Suddenly the archetypal
human desire for peace
with every other species
wells up in you. The lion
and the lamb cuddling up.
The snake and the snail, kissing.
Even the prick of the thistle,
queen of the weeds, revives
your secret belief
in perpetual spring,
your faith that for every hurt
there is a leaf to cure it.
your faith that for every hurt there is a leaf to cure it - amy gerstler
ReplyDeletethis morning i took missus charley to a dental procedure - on the way we passed the germantown store for zenleaf
last week i drove by the montgomery village store of their competitor, curaleaf
not surprisingly, the corporate logo of each includes a leaf shape
a little bit surprising to me, however, is that in each case the shape of the leaf is rather different from that of the plant whose products they are dispensing
cf.
https://zenleafdispensaries.com/product/blue-dad-hat/
https://curaleafhemp.com/
The lion and the lamb cuddling up. Amy Gerstler
ReplyDeleteI'd like to share an old joke about the Isaiah passage about the lion lying down with the lamb (the words of the prophets are written on the subway walls, and tenement halls - and inspire humorous anecdotes). Imagine a time of traveling circuses with sideshows, one of which is titled "The Peaceable Kingdom" - a lion and a lamb in the same cage.

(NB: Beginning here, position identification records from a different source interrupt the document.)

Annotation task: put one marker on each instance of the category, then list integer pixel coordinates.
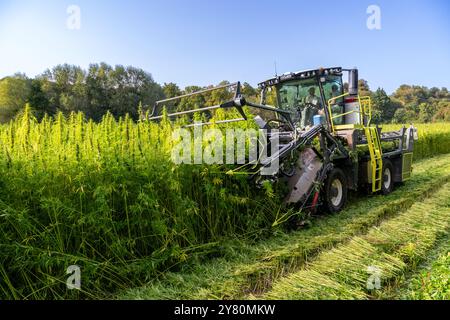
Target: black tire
(387, 185)
(335, 191)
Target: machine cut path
(389, 234)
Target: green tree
(14, 93)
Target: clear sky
(202, 42)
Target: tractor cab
(317, 97)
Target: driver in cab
(313, 107)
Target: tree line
(128, 90)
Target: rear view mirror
(353, 82)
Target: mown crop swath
(105, 196)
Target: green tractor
(326, 144)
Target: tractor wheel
(388, 177)
(335, 191)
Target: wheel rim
(337, 192)
(387, 178)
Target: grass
(105, 196)
(434, 139)
(431, 280)
(248, 270)
(394, 246)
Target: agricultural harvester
(327, 144)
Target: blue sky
(203, 42)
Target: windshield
(302, 99)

The local newspaper reporter is interviewing the proprietor, and asks if there is ever any trouble between the two. "No, not really," is the reply. "Every once in a while they have a minor disagreement - but new lambs aren't expensive."
The impresario's calculating indifference perfectly exemplifies the attitude of the MICFiC [M ilitary I ndustrial Fi nancial C orporate media complex], which is a conspiracy to "milk, shear and slaughter the sheeple, figuratively speaking" - except that the slaughter is literal.

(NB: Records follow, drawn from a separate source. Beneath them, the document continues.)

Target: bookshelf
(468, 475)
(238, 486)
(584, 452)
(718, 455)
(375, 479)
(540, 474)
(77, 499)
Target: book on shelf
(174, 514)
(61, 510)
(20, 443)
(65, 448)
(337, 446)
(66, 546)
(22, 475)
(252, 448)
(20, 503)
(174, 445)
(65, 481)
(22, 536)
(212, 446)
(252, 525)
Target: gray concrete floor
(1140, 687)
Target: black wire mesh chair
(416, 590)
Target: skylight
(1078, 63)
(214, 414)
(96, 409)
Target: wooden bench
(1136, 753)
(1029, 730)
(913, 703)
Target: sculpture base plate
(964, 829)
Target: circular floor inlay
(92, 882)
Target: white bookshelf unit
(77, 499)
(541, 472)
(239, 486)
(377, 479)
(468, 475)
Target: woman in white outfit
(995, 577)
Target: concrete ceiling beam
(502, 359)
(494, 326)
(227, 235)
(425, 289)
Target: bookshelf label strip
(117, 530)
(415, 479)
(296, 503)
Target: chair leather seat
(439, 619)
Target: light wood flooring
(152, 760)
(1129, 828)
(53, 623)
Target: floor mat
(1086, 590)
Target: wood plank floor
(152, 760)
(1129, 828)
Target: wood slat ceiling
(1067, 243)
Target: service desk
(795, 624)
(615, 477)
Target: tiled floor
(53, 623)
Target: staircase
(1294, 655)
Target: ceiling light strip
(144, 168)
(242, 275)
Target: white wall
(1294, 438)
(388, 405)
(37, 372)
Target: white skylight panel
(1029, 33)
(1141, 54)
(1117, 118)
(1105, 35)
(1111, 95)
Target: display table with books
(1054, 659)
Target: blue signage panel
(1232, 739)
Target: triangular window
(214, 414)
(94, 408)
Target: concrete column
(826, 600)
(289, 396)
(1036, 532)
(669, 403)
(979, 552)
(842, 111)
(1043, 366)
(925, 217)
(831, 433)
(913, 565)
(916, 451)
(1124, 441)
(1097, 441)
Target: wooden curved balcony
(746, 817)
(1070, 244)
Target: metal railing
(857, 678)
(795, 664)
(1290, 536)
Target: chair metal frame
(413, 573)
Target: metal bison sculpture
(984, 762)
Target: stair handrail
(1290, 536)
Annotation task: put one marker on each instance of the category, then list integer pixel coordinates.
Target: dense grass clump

I'm reminded of Saying 7 of the Gospel of Thomas, "Fortunate is the lion that the human will eat, so that the lion becomes human. And foul [cursed] is the human that the lion will eat, and the lion will become human."
Although we have the nearly complete text of the Gospel of Thomas only in a Coptic version, it is most likely that it was written originally in koine, New Testament Greek - and that the conversations between Jesus and his disciples which it allegedly reports were conducted in Aramaic.
Taking the liberty of revising the words, which are already several times removed from whatever Jesus said - which was not written down at the time, but rather became part of an oral tradition collated by more than one author, with differing assumptions, objectives, and audiences, to create the panoply of Gospels circulating in the first centuries of the Christian era, only some of which were declared canonical - to provide a "Living Bible"-like paraphrase which, however true to the original it is, is at least suited to my own limited perception, and solves the problem of interpretation for the reader by removing apparent contradiction, I propose the following:
Blessed is the lion that the human eats, so that the lion's energy nourishes the human being.
And cursed is the human consumed by the lion, so that the human's spirit is lowered to the animal's level.